I guess this is the part I’m having an issue with.. to me it seems the force is more the more cells added, not compounding but still more for each cell added.. the psi experienced by each cell will remain relatively the same only rising by a few psi as the SOC increases due to expansion force.. but the psi rising slightly more so in a 16cell rigid/fixed pack vs a 4 cell pack..
if 16 cells expand and the spring deflect by x amount, then there’s that amount of force from expansion that made the spring deflect x amount. Now if you add another cell, so 17 cells and those 17 cells expand then the same spring will deflect slightly more due to more cells expanding.. that means there’s more force on the spring, which created more pressure at the end plates to make the springs deflect further.
Yes once x amount of psi is applied to the end plates then expansion of16 cells can be all but stopped, but that doesn’t stop the fact that there’s more force applied to the end plates to prevent the expansion in a rigid fixture than if there was only 4 cells.
With springs the springs would have to be stronger or tightened further to stop the expansion force in a 16 cell setup apposed to a 4 cell setup.. and I think you are seeing that with your 16 cells in a row. At the pounds of force you are using you are still seeing quite a bit of expansion, but I’d guarantee if you used that same pounds of force on a 4 cell pack there wouldn’t be nowhere near the expansion PER CELL. Because that amount of pounds of force can keep 4 cells from expanding but can’t be enough to stop 16 cells expansion force.. yes as You and I and others have said it’s not 4 times more force but 16 cells have more expanding force than 4 cells.. or at least so far I haven’t been convinced otherwise.

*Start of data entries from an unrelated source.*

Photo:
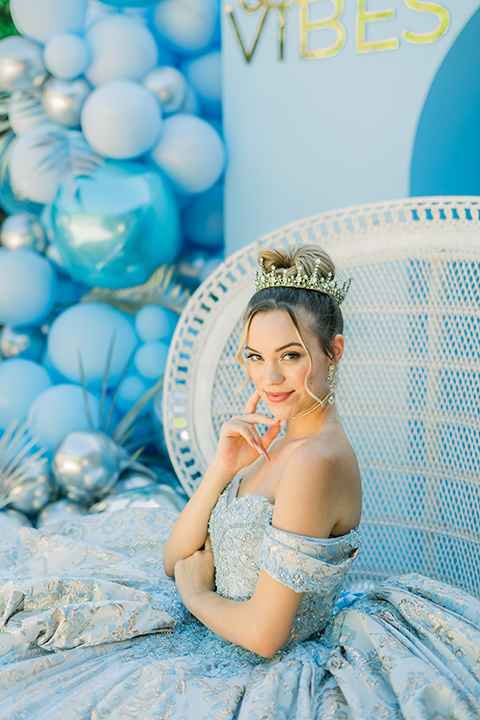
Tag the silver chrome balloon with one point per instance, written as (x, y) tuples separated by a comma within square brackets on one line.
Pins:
[(60, 511), (23, 230), (21, 64), (33, 493), (87, 464), (11, 520), (169, 85), (27, 343), (63, 100), (149, 496)]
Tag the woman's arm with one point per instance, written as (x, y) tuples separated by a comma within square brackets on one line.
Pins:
[(264, 622), (238, 446), (190, 529)]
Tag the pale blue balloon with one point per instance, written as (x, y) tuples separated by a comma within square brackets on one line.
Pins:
[(27, 287), (121, 120), (21, 381), (10, 200), (59, 410), (190, 152), (88, 330), (121, 48), (203, 219), (188, 26), (119, 227), (129, 3), (205, 75), (150, 360), (154, 322), (67, 56), (43, 19), (131, 390)]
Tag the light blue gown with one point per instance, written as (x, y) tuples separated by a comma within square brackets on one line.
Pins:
[(92, 628)]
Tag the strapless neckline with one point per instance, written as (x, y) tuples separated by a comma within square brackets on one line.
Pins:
[(232, 498)]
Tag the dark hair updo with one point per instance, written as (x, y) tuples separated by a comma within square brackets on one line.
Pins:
[(324, 312)]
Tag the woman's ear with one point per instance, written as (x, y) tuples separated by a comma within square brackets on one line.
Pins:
[(338, 347)]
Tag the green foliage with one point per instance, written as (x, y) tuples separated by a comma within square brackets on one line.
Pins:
[(6, 25)]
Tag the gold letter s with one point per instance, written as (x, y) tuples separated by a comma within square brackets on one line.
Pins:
[(428, 7)]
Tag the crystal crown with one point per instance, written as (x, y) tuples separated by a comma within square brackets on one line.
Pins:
[(327, 285)]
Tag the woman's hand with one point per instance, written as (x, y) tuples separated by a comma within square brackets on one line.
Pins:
[(195, 574), (239, 443)]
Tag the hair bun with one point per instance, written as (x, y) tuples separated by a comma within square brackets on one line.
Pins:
[(298, 257)]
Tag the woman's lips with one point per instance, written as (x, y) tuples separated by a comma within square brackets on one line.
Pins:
[(277, 397)]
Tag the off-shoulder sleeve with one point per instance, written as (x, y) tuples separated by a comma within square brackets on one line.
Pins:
[(307, 564)]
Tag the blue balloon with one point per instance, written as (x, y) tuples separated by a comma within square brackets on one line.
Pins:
[(203, 219), (188, 26), (119, 227), (42, 19), (88, 330), (131, 390), (129, 3), (205, 75), (150, 360), (121, 120), (27, 287), (59, 410), (121, 48), (67, 56), (154, 322), (190, 152), (21, 381), (10, 200)]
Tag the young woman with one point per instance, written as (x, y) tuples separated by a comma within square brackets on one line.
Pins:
[(249, 628)]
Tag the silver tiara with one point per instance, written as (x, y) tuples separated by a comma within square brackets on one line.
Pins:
[(327, 285)]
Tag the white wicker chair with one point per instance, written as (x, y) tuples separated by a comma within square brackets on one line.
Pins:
[(410, 377)]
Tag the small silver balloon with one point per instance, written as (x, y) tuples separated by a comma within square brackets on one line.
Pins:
[(63, 100), (169, 85), (23, 230), (33, 493), (21, 64), (87, 464), (25, 110), (27, 343), (150, 496), (60, 511)]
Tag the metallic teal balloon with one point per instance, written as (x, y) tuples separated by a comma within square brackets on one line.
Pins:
[(120, 225)]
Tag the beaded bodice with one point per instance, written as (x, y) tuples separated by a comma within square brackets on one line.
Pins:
[(244, 542)]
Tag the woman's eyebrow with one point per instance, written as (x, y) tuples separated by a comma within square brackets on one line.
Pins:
[(278, 349)]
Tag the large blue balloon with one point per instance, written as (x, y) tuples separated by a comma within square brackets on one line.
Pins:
[(121, 48), (27, 287), (59, 410), (121, 119), (119, 227), (188, 26), (88, 330), (10, 200), (42, 19), (190, 152), (203, 219), (21, 381)]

Yes if the same x amount of psi could be kept in a 16 cell rig as a 4 cell rig then yes the expansion of each cell would stay the same. However my understanding is that it will take more force from springs or heavier duty rigid inclosure to keep that same psi within the rig in a 16 cell pack vs a 4 cell or 1 cell pack.
I think that’s true for the same reasons that a longer piece of threaded rod would stretch more than a shorter piece. There’s more expansion force from more cells... yes the threaded rid is stretching simply because the rod it longer but it wouldn’t stretch more than I shorter rod without it trying to hold together more cells.
If all of this isn’t true then why do you use springs and why does anyone use springs. Why doesn’t everyone just compress the hell outa 16 cells just like they do one cell in the data sheet. I mean I’ll do it. I won’t use the springs and rigid/fix 19cells like it’s one cell in the data sheet.. but I just can’t see how anyone would think that’s ok to do. How anyone’s thinks that 4 cells only exert as much linear expansion force as 16+ cells.. common logic says to me that I could keep one cell compressed (if possible) in my hands easier than 2 cells and 2 cells easier than 3 cells etc etc... yeah it wouldn’t be twice as hard or 3 times as hard but still harder to do with each cell added...
When someone is thinking about compress or not,, are they really supposed to think they only need to account for the expansion force of one cell even if they have say 100cells in a row?